A single garage worth more than £350,000

Price: £360,000

Where: Crescent Place, Chelsea

Another uninhabitable property that sold for well above the average cost of a house in the UK, this single garage down a back alley in Chelsea was auctioned in February this year. It was listed for £180,000, but sold at auction for twice that after a bidding war.

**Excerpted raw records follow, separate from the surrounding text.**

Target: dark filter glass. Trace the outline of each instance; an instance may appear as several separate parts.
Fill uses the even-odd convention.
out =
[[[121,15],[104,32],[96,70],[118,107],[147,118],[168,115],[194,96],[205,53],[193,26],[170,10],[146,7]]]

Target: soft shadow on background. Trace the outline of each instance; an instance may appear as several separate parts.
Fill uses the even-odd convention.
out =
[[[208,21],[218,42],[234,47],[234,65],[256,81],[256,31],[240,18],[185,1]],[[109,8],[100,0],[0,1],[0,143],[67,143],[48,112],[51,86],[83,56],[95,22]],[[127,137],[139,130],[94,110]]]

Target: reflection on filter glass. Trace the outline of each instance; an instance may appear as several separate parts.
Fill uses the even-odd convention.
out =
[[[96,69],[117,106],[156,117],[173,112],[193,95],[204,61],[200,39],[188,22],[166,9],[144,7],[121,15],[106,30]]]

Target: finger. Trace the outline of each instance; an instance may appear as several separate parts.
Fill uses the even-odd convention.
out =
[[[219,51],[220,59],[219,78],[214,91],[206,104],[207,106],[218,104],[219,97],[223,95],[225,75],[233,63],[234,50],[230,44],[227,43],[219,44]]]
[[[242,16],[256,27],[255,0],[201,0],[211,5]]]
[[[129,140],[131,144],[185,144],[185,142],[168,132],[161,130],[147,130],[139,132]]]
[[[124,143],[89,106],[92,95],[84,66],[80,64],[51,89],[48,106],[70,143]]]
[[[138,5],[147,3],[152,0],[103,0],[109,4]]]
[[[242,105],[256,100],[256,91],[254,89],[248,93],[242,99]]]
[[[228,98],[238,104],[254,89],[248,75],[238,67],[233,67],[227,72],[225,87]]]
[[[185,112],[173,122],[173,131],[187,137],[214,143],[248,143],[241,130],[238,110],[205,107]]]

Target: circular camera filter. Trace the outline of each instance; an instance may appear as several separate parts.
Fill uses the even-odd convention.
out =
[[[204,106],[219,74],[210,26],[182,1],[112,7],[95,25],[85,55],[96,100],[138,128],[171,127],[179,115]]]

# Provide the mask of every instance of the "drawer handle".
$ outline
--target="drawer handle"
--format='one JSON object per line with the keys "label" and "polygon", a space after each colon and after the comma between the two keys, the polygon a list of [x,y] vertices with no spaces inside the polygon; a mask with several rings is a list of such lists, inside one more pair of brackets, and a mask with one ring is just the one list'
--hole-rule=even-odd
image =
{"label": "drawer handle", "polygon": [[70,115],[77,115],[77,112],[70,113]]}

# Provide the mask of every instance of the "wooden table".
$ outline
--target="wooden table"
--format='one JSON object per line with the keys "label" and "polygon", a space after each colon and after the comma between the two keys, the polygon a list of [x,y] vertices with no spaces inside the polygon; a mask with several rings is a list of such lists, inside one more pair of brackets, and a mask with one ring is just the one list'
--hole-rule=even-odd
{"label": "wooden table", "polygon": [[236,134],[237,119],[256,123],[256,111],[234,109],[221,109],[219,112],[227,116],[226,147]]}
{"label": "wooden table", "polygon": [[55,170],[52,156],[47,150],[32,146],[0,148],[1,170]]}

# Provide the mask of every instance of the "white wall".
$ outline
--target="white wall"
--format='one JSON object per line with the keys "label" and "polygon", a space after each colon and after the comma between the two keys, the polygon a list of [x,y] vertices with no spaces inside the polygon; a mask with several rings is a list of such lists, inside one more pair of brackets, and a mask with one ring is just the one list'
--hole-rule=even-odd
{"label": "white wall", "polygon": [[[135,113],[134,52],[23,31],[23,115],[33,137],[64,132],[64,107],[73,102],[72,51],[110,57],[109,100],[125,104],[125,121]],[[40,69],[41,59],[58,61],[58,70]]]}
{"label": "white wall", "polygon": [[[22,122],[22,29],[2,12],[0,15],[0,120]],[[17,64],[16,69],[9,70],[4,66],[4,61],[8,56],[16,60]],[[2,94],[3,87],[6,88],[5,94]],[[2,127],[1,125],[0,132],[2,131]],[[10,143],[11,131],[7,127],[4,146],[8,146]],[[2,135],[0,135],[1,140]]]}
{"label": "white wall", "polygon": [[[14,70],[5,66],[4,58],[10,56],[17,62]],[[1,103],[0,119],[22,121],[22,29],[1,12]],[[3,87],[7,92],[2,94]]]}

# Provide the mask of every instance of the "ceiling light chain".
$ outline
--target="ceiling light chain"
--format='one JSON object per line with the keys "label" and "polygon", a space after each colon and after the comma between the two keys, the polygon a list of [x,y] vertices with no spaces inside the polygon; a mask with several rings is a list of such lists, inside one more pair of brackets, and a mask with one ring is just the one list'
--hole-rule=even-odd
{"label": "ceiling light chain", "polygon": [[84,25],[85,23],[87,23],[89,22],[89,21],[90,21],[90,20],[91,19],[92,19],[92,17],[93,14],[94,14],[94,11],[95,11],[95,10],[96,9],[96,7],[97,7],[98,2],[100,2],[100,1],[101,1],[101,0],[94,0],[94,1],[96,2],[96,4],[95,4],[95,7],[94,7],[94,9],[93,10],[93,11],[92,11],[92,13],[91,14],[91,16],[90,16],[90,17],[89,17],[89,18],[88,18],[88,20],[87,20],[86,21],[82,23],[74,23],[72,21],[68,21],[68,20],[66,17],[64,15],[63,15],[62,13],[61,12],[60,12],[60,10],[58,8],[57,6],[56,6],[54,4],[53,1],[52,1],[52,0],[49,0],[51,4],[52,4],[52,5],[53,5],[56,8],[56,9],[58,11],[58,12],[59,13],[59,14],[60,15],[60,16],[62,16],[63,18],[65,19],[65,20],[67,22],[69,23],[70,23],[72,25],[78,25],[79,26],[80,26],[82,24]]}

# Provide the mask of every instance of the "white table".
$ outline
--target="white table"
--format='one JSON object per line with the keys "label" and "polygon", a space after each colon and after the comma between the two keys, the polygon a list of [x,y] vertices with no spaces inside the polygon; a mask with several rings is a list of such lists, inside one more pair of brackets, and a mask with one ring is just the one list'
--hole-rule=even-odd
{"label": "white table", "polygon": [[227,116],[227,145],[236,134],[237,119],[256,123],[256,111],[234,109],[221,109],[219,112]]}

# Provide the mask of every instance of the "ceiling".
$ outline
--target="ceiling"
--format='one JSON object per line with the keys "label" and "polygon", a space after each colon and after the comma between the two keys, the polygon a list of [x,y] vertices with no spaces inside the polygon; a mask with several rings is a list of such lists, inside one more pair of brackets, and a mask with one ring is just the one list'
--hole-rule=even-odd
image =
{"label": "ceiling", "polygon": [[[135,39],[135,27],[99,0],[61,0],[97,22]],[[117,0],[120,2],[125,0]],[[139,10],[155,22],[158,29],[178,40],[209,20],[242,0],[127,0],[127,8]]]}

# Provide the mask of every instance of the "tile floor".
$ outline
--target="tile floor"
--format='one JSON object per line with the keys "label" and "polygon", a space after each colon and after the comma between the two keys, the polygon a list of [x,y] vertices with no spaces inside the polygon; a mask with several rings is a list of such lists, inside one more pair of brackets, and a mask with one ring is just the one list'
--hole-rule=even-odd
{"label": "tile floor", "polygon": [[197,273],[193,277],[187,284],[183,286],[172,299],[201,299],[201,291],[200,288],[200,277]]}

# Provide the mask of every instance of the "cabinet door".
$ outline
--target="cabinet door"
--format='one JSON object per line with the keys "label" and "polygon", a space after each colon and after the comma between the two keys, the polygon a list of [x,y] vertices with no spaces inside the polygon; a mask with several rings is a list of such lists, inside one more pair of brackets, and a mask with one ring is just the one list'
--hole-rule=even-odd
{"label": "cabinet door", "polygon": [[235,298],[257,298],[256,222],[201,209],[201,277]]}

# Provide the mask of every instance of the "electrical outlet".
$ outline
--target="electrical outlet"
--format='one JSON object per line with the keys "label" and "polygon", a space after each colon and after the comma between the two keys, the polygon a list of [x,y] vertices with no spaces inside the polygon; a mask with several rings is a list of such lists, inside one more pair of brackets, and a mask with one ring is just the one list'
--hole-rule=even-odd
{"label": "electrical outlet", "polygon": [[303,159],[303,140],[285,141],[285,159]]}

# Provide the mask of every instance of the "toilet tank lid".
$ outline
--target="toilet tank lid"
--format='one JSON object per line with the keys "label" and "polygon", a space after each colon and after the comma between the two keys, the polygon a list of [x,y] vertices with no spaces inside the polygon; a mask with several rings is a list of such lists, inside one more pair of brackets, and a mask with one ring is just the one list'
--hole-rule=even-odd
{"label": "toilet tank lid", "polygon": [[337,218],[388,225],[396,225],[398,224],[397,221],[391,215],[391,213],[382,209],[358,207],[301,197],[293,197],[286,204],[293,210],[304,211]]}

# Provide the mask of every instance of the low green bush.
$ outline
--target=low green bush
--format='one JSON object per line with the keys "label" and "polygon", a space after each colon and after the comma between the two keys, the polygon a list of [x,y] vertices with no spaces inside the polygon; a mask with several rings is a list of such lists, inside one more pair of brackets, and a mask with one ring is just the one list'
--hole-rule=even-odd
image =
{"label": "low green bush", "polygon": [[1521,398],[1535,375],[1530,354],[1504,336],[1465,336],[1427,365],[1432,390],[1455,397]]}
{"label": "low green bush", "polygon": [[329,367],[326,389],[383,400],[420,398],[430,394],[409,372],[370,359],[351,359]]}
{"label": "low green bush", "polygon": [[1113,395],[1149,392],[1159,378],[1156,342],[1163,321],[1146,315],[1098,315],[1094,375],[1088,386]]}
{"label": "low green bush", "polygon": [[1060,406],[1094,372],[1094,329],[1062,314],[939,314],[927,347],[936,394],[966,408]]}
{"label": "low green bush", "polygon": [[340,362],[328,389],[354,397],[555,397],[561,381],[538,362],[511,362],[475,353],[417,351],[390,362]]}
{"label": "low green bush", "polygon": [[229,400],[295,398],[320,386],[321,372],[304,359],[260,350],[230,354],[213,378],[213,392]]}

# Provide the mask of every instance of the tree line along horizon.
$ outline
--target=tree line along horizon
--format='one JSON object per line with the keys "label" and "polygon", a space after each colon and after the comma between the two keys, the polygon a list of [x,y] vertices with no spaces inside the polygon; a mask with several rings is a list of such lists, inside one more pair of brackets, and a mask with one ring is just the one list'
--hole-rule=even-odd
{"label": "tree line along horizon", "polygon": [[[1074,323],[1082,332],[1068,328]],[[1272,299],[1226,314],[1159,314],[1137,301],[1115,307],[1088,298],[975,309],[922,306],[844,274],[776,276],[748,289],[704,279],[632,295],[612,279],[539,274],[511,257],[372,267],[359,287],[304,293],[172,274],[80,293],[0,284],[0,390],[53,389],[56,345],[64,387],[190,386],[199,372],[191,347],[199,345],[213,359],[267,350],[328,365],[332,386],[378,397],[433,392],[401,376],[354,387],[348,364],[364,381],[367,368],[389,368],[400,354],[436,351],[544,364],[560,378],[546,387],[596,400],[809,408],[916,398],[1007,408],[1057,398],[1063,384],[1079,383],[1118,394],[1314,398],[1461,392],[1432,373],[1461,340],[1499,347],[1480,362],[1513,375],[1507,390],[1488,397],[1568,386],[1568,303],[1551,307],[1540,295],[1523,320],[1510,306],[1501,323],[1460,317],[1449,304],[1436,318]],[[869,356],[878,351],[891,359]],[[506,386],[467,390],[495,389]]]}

At 146 square feet, it cost £2,465 per square foot.

At the time of the sale, the Guardian quoted Savills head of auctions, Chris Coleman Smith as saying: "This part of London is an affluent residential area with a chronic lack of off-street parking, so we expected the garage at Crescent Place to attract a lot of interest."

A toilet for more than the average monthly salary in London

A toilet for more than the average monthly salary in London

Price: £3,000 per calendar month

Where: Highgate, north London

Amazingly, someone is trying to rent a toilet for £3,000 per month in the north London suburb of Highgate. It was listed by builder James Atherton, who owns the toilet inside a block of flats. Speaking to the Camden New Journal in April, Atherton said:

“The bus drivers in Highgate don’t have a toilet,” he said. “I thought they might be interested in buying it, or maybe three of them could get together and rent it. I hope they don’t shut the public toilets in Pond Square because they are needed but it would be good news for me in a business sense.”

No one has made an offer for the loo yet, and Atherton is considering selling a 20-year lease for £20,000 instead of the monthly fee.